Koomey intende continuare a lavorare con TSO Logic per produrre dei report continuative con data set più grandi. Il software TSO raccoglie dati di utilizzo dai server, ma osserva anche quanti dati entrano o escono da questi server, ha detto.

Nel 2014, IDC stimava che il numero di server fisici nel mondo fosse di 41.4 milioni, e quel numero è destinato a salire a quota 42,8 milioni entro la fine di quest’anno.

Solo negli USA, i data center consumano 91 milioni di megawattora di energia elettrica

Uno studio dell’anno scorso del Natural Resources Defense Council (NRDC), coadiuvato dai principali produttori, ha determinato che i soli data center USA utilizzavano 91 milioni di megawattore di energia elettrica nel 2013. Si ritiene che quel valore sia destinato ad aumentare del 53% entro il 2020. Si stima che l’uso di energia elettrica potrebbe essere ridotto del 40% eliminando i server “zombie” e migliorando l’efficienza energetica.
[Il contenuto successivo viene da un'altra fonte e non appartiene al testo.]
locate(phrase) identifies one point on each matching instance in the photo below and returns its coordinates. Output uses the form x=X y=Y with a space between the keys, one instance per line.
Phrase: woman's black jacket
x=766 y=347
Quel dato rappresenta solo la metà del risparmio energetico che è tecnicamente possibile ottenere.

L’NRDC ritiene che il problema sia concentrato nel data center più piccoli, e non nei più grandi e moderni data center cloud. “Il problema non sta affatto migliorando”, ha detto Pierre Delforge, direttore del settore per l’efficienza energetica nell’hi-tech dell’ NRDC riguardo ai dati recentemente pubblicati.